The series opens with police academy trainee Mariya Zhalovaga and Det. Const. Shane Aitkin, charged with training her. Aitkin, a veteran of the first Gulf War, is a class-A hard-ass, prone to smacking his lips with the intensity of an NHL coach in a playoff game seven. “I need you to take it up a notch—to focus, concentrate. I need you to start taking some control,” he shouts at his wide-eyed charge. When it comes to earning police chops, there’s no better training than the chaotic crime scenes, hostile witnesses, and victims of the Downtown Eastside. “Entrez-vous,” Aitkin beckons, as Zhalovaga enters a tenement to investigate her first death, hours into the job.
This is where The Beat differs from the National Film Board’s Through a Blue Lens, granddaddy of Canada’s reality-cop genre, and surely the most famous film to emerge from the neighbourhood. The conceit is one and the same: a documentary about the beat squad, and the misery of addiction. So is the police impulse: to document that misery and take it to the world outside. Both Steinkampf and Hinton featured in Blue Lens and helped found the police-run production house the Odd Squad, which produced it (they both still volunteer there). But absent here, at least in early shows, is the compassionate view of the neighbourhood and its endlessly victimized residents. The Beat is a lot more bang-bang. Maybe it’s the different circumstances: Blue Lens was filmed at a frightening time, when the neighbourhood’s 3,500 addicts suffered one overdose death a day. Maybe, 10 years on, Steinkampf and Hinton have grown a bit more hardened. Maybe it’s just that this time the cameras are on the cops.

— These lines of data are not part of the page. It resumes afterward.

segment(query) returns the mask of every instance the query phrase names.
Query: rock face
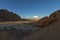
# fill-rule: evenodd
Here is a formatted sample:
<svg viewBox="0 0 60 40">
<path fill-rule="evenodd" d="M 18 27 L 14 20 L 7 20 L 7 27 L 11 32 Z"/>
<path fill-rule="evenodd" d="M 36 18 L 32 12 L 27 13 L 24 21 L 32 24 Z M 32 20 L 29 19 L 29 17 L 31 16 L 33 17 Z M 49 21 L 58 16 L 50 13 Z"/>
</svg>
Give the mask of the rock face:
<svg viewBox="0 0 60 40">
<path fill-rule="evenodd" d="M 60 10 L 52 13 L 49 17 L 43 17 L 38 21 L 40 27 L 47 26 L 57 20 L 60 20 Z"/>
<path fill-rule="evenodd" d="M 52 20 L 55 19 L 56 21 L 53 22 Z M 49 17 L 45 17 L 44 20 L 48 20 L 49 22 L 52 22 L 52 24 L 48 23 L 49 25 L 45 26 L 41 30 L 33 32 L 22 40 L 60 40 L 60 11 L 56 11 Z M 43 25 L 45 24 L 44 20 L 42 21 Z"/>
<path fill-rule="evenodd" d="M 19 21 L 21 17 L 6 9 L 0 9 L 0 21 Z"/>
<path fill-rule="evenodd" d="M 60 21 L 45 26 L 22 40 L 60 40 Z"/>
</svg>

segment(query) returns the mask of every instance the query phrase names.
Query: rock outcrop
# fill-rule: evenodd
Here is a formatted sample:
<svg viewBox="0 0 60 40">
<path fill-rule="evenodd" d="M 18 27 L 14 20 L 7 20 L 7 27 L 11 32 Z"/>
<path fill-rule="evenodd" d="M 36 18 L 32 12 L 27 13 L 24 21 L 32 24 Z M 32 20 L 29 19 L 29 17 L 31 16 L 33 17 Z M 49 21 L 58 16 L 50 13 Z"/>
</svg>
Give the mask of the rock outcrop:
<svg viewBox="0 0 60 40">
<path fill-rule="evenodd" d="M 53 18 L 55 18 L 56 21 L 24 37 L 22 40 L 60 40 L 60 17 L 59 16 L 60 16 L 60 11 L 56 11 L 53 14 L 51 14 L 49 17 L 46 17 L 45 20 L 51 18 L 49 20 L 52 21 Z"/>
<path fill-rule="evenodd" d="M 47 26 L 57 20 L 60 20 L 60 10 L 52 13 L 49 17 L 43 17 L 41 18 L 38 23 L 40 27 Z"/>
<path fill-rule="evenodd" d="M 21 17 L 6 9 L 0 9 L 0 21 L 19 21 Z"/>
</svg>

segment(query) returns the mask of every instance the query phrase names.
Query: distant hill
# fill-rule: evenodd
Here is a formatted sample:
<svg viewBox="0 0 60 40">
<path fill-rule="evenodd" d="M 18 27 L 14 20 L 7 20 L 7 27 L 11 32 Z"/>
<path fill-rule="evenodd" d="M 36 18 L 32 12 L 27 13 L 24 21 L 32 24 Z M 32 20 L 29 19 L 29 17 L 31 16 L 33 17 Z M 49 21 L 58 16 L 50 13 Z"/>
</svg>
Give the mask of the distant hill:
<svg viewBox="0 0 60 40">
<path fill-rule="evenodd" d="M 0 21 L 20 21 L 21 17 L 7 9 L 0 9 Z"/>
<path fill-rule="evenodd" d="M 42 21 L 41 23 L 45 25 L 42 29 L 33 32 L 32 34 L 24 37 L 22 40 L 60 40 L 60 10 L 52 13 L 49 17 L 45 17 L 45 21 L 48 18 L 55 18 L 56 21 L 52 23 L 47 23 Z M 41 19 L 42 20 L 42 19 Z M 53 20 L 53 19 L 51 19 Z M 51 22 L 51 21 L 50 21 Z"/>
</svg>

The tough police life is front and centre: the difficulty of readjusting after a four-day shift—which knocks you right out of sync with the rest of society, Hinton told Maclean’s. Deprogramming takes a full day, adds the small-town boy from Vancouver Island. You’re not the “nicest person to be around.” Some, like Steinkampf, have wives who understand the “dragging my ass out of bed at two in the afternoon, walking around in a catatonic state.” Others can’t hack it and leave the squad, as one does by the end of The Beat.
No one type is attracted to the BET, but a few years in, they all grow to look alike, says Hinton. “You start becoming an adrenalin junkie. You like the accelerated pace, the busy, challenging, hectic calls, the action.” You start to listen, he adds, “for the warble of the serious call.”